NASA Astronauts Suffer ‘Unusually High’ Mutations in Their DNA and Increased Cancer Risks
A study confirmed that astronauts from the POT suffer “unusually high” mutations in their DNA and increased risk of cancer after space travel. The research covered 20-year-old samples from 14 people and was published in Nature Communications Biology.
The main takeaway is that astronauts’ cancer risk needs careful monitoring, though a 2019 study notes that they don’t die of that space radiation sickness.
The 14 astronauts were in the space shuttle program from NASA. Although their mutations are unusually high for people’s ages, “they were below a key threshold of concern,” the researchers noted.
The flight subjects examined by Goukassian and his team were astronauts who flew relatively short space shuttle missions (average 12 days) between 1998 and 2001. The average age was 42, 85% were men, and six of the 14 were on their first mission.
Commercial flights motivated the researchers to conduct the study
The team was led by Dr. David Goukassian, professor of cardiology at Mount Sinai.
“Astronauts work in an extreme environment where many factors can give rise to somatic mutations, especially space radiation, which means there is a risk that these mutations will lead to clonal hematopoiesis,” Goukassian said.
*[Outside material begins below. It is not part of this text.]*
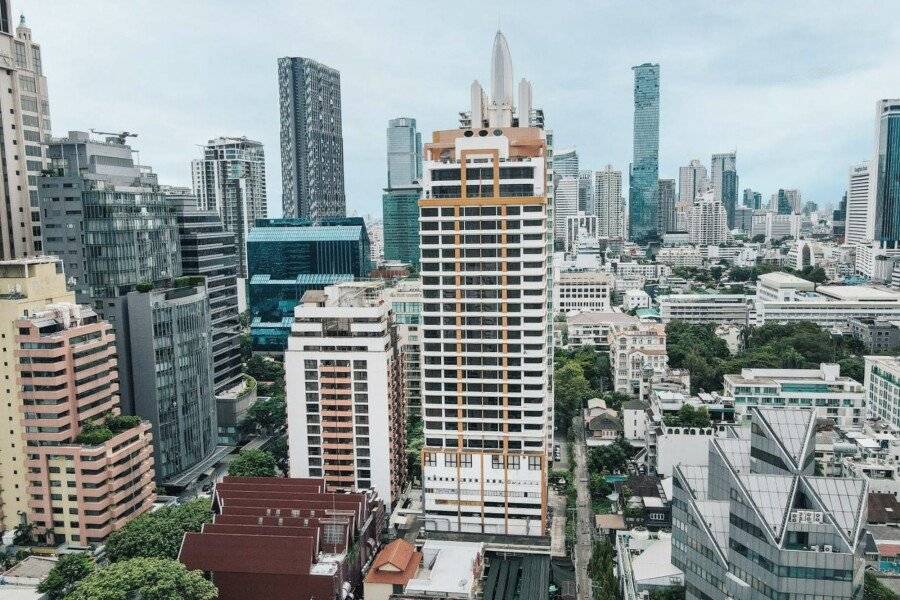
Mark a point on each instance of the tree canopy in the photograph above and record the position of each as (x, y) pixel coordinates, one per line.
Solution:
(158, 534)
(146, 578)
(253, 463)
“Given the growing interest in both commercial spaceflight as in deep space exploration, and the potential health risks of exposure to various deleterious factors associated with repeated or long-duration space exploration missions, such as a trip to Mars, we decided to explore, retrospectively, somatic mutation in the cohort of 14 astronauts.
NASA’s Artemis Program seeks, with the Artemis I Mission, to assess the effects of space radiation. For this they will send to the orbit of the Moon to three mannequins with sensors.
This is how the study was developed with the blood of NASA astronauts, which determined the mutations
The researchers collected whole blood samples from the astronauts 10 days before their flight and on the day of landing, and white blood cells just three days after landing. The samples were stored at -80 °C for approximately 20 years.
Thirty-four mutations in 17 CH driver genes were identified. The most frequent mutations occurred in TP53, a gene that produces a tumor suppressor protein, and DNMT3A, one of the most frequently mutated genes in acute myeloid leukemia.
However, the frequency of somatic mutations in the genes was less than 2%, the technical threshold for somatic mutations in hematopoietic stem cells to be considered clonal hematopoiesis of indeterminate potential (CHIP).
This is more common in older people and it is associated with an increased risk of developing cardiovascular diseases and hematological and solid cancer.
The main recommendation of the researchers is that astronauts undergo constant monitoring, careful control against cancer and heart disease.